He still clung onto that little bit of hope. He felt in his heart, his mother would come soon. She always did.
The dungeon was cold and damp. The only light was a small oil lamp, but the adults said that the fuel had to be conserved, so it was only lit for a few minutes every once in a while. It was hard to tell how much time actually passed, since there was no daylight to gauge it. Eventually someone figured out that a small group was taken away once a day, so that became everyone's way of telling the time.
At first the dungeon was crowded. It was hard to sleep with all the crying and the bodies shuffling and shoving into each other, unaware of their positions in the darkness. It didn't take long for the number of sheep to dwindle though. As more and more got taken away each day, he soon found himself being one of few left. Of course the other few soon got taken too. He figured he was now the only one there, since the only sounds he could hear came from himself. Any soft noises or cries for help were only met back with silence now.
She said she would be there. She said she would save him. It was scaring him. If his mom didn't come soon then they would surely take him next, since he was the last one there. What were they going to do to him anyway? Probably kill him. They killed those sheep in the village, and the others from the dungeon haven't come back. He assumed it's because they're all dead now.
Light flooded the dank dungeon when the door opened, and the big man with the scary black sack over his head came inside, as he did every day. He grabbed the lamb by the arm and chained his wrists, as had been done with the many others before. From the light coming through the doorway, the little lamb could see that he really was the last one there.

He knelt down on the stone tablet. Fearful tears streamed down his small face. The four Bishops stood before him, far larger than any mortal. The lambent single-eyed crowns they bore on their heads stared down at the Lamb, watching his very soul.
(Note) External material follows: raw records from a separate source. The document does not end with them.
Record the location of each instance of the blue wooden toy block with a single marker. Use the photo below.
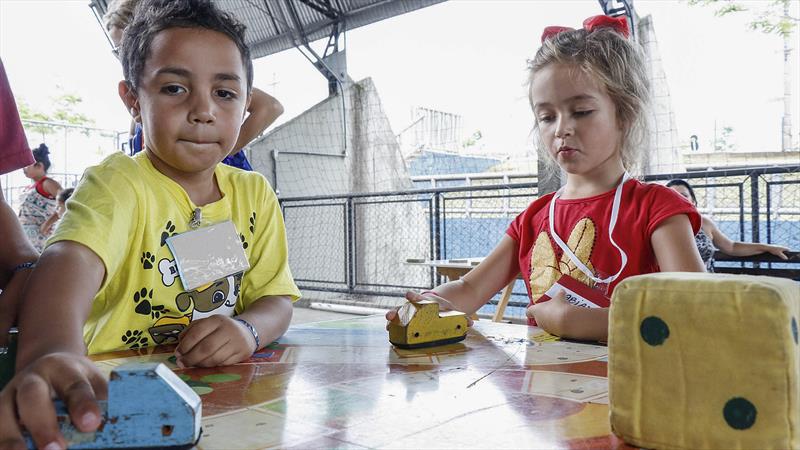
(148, 407)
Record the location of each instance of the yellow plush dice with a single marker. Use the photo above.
(705, 361)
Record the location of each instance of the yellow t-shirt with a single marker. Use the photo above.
(124, 209)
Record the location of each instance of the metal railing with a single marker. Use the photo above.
(376, 232)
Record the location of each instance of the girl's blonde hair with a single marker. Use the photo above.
(617, 65)
(119, 13)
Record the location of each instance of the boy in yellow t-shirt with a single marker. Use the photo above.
(107, 279)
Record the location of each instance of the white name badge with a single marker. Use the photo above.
(577, 293)
(208, 254)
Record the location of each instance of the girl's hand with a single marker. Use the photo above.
(415, 297)
(549, 315)
(214, 341)
(70, 377)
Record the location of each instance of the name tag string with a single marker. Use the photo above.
(611, 224)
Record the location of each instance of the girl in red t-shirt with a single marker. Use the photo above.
(588, 90)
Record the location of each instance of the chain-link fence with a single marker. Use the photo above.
(359, 244)
(72, 149)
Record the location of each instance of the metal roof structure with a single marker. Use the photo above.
(277, 25)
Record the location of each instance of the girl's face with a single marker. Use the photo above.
(684, 192)
(34, 171)
(577, 120)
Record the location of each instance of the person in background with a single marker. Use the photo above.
(49, 225)
(17, 255)
(710, 237)
(38, 201)
(263, 110)
(588, 91)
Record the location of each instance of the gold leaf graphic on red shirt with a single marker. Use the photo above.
(546, 270)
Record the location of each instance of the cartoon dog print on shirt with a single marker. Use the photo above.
(218, 297)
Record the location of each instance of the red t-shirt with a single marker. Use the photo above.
(583, 225)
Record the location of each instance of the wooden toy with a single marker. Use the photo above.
(148, 407)
(422, 325)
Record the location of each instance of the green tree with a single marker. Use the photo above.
(768, 16)
(65, 111)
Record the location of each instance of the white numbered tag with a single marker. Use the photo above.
(208, 254)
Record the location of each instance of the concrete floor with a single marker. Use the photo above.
(304, 315)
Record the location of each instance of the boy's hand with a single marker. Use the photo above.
(214, 341)
(72, 378)
(415, 297)
(777, 250)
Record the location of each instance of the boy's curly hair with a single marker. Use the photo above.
(119, 13)
(616, 64)
(154, 16)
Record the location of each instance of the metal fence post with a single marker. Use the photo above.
(754, 207)
(350, 225)
(437, 224)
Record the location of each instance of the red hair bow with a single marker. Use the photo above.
(618, 24)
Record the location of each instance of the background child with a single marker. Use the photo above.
(263, 110)
(188, 75)
(38, 201)
(61, 199)
(710, 238)
(17, 255)
(588, 91)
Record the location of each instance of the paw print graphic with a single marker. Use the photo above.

"Before us stands the last of its kind. All others we have hunted down and put to the blade," Heket boomed.
"With this final sacrifice, the prophecy will be impossible to fulfil," stated Kallamar.
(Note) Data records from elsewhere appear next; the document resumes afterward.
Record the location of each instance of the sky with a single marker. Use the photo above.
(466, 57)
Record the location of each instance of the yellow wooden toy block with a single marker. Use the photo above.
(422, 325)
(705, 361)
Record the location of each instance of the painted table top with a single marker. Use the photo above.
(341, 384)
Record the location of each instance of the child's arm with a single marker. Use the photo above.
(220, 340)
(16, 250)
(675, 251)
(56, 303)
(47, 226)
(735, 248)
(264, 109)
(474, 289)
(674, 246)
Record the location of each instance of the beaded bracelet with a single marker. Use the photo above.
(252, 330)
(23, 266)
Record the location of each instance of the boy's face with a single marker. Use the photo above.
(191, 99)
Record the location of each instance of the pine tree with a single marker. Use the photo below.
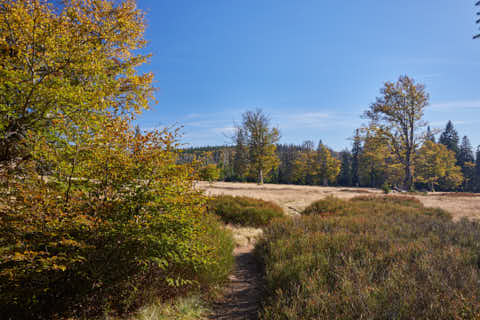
(449, 138)
(466, 161)
(465, 152)
(356, 150)
(240, 159)
(328, 166)
(477, 170)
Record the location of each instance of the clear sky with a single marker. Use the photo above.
(313, 65)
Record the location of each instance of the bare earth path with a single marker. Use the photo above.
(242, 296)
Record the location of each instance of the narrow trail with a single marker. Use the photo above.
(241, 300)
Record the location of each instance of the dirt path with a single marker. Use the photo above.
(242, 296)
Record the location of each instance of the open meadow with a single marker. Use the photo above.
(293, 198)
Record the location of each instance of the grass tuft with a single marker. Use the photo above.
(244, 211)
(378, 258)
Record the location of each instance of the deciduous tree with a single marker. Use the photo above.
(397, 116)
(260, 141)
(64, 64)
(449, 138)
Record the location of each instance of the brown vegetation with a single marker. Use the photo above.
(371, 258)
(294, 199)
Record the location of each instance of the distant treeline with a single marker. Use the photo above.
(449, 164)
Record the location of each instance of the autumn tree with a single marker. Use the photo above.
(436, 164)
(397, 116)
(429, 135)
(345, 176)
(317, 167)
(260, 141)
(372, 161)
(356, 150)
(67, 64)
(116, 209)
(449, 138)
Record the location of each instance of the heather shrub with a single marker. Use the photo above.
(396, 200)
(378, 260)
(244, 211)
(329, 205)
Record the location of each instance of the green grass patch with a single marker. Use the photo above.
(376, 258)
(244, 211)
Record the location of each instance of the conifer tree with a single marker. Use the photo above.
(465, 152)
(328, 166)
(449, 138)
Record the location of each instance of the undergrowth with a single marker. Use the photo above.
(244, 211)
(371, 258)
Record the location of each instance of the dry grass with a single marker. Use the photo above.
(294, 199)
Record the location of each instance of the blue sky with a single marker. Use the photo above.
(313, 65)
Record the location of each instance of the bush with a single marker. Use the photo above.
(108, 240)
(244, 211)
(379, 260)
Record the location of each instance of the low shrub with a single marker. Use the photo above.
(244, 211)
(394, 200)
(379, 260)
(355, 190)
(458, 194)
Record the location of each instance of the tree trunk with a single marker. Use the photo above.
(408, 174)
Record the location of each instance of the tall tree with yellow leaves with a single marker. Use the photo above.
(64, 67)
(397, 116)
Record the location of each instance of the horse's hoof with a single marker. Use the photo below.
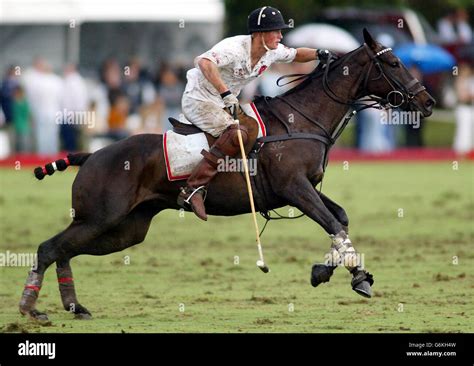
(83, 316)
(320, 273)
(37, 315)
(363, 288)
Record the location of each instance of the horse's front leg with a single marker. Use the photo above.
(304, 196)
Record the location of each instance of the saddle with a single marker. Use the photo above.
(245, 120)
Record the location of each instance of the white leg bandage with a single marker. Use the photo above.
(342, 251)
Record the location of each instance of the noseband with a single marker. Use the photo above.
(399, 91)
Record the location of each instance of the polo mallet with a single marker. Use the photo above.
(260, 263)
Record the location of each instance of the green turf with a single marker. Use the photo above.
(183, 277)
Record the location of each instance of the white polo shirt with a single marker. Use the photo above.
(232, 57)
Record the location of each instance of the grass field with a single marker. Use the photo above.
(186, 276)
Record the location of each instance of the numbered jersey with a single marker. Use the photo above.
(233, 59)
"The heretic who lies below will be condemned to eternal captivity," screeched Leshy.
"And the Old Faith shall be preserved," Shamura concluded.
The Lamb squinted his eyes as the axe was swung down on his neck.
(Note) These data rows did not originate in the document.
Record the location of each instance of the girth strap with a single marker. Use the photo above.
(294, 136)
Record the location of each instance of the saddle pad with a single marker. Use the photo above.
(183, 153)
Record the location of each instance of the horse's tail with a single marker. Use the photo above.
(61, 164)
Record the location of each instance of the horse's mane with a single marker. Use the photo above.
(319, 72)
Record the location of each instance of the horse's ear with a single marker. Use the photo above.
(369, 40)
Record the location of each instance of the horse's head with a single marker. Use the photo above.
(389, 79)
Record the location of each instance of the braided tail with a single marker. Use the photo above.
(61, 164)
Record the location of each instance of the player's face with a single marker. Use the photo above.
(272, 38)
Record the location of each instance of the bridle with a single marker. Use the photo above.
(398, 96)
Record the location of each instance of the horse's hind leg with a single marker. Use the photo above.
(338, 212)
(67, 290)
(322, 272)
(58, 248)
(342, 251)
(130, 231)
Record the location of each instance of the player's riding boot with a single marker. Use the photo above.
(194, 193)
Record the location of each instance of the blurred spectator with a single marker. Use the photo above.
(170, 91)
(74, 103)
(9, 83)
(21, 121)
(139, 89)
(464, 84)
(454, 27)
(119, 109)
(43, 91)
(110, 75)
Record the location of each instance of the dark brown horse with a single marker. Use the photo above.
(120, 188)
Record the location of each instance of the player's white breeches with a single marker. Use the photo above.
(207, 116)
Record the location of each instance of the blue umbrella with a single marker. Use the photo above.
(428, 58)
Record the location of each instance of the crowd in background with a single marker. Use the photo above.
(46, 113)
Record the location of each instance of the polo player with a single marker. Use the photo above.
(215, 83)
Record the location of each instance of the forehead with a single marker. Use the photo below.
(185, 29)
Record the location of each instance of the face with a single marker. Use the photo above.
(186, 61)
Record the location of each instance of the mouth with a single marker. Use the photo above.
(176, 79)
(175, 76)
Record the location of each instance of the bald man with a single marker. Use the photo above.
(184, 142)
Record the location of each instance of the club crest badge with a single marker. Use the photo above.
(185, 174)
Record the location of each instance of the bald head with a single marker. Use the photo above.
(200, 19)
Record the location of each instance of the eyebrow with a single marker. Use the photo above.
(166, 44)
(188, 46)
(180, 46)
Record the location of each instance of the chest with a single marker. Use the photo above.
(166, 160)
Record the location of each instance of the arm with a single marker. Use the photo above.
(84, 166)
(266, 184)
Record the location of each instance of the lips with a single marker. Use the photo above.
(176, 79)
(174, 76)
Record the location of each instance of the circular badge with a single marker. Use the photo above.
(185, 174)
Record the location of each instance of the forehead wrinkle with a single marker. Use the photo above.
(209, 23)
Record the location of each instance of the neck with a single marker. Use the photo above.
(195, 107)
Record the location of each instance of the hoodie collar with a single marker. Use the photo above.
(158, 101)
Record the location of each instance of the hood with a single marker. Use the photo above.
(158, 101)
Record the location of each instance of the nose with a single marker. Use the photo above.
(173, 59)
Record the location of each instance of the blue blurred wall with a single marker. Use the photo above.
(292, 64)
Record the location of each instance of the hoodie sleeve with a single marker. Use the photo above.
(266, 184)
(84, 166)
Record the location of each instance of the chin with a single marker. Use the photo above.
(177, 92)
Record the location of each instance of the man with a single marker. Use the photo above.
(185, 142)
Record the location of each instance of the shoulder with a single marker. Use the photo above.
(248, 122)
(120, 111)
It didn't hurt. He thought it would hurt. He opened his eyes. The Bishops and the executioner were nowhere to be seen. Instead of a blood-tinted forest, the lamb found himself in a seemingly endless white expanse. Cloud-like fog covered the ground everywhere except the path for as far as the eye could see. Massive thick chains from far in the white sky reached deep into the cloud-covered ground. Is this the place below, that the elders told us about? the Lamb wondered.
As he stepped off the stone, his feet left ripples in the snow-white path, as though he was walking on water. He followed the path, hands still bound behind his back. A greater being quickly came into view, dressed in tattered white robes and a veil over their eyes. Their long, branch-like arms ended in spindly hands, which were shackled to the floor. The chains wrapped around their body, like binding vines, which the being struggled and pulled against vehemently. Perched on top of their head was a crown, similar to the ones that each Bishop had. Two guards, who were much larger than the lamb and yet not nearly as large as the greater being, stood on either side of him. The lamb knew who this was as soon as he laid eyes upon him. The elders didn't talk about him often, but they spoke enough for him to know.
It was the One Who Waits Below.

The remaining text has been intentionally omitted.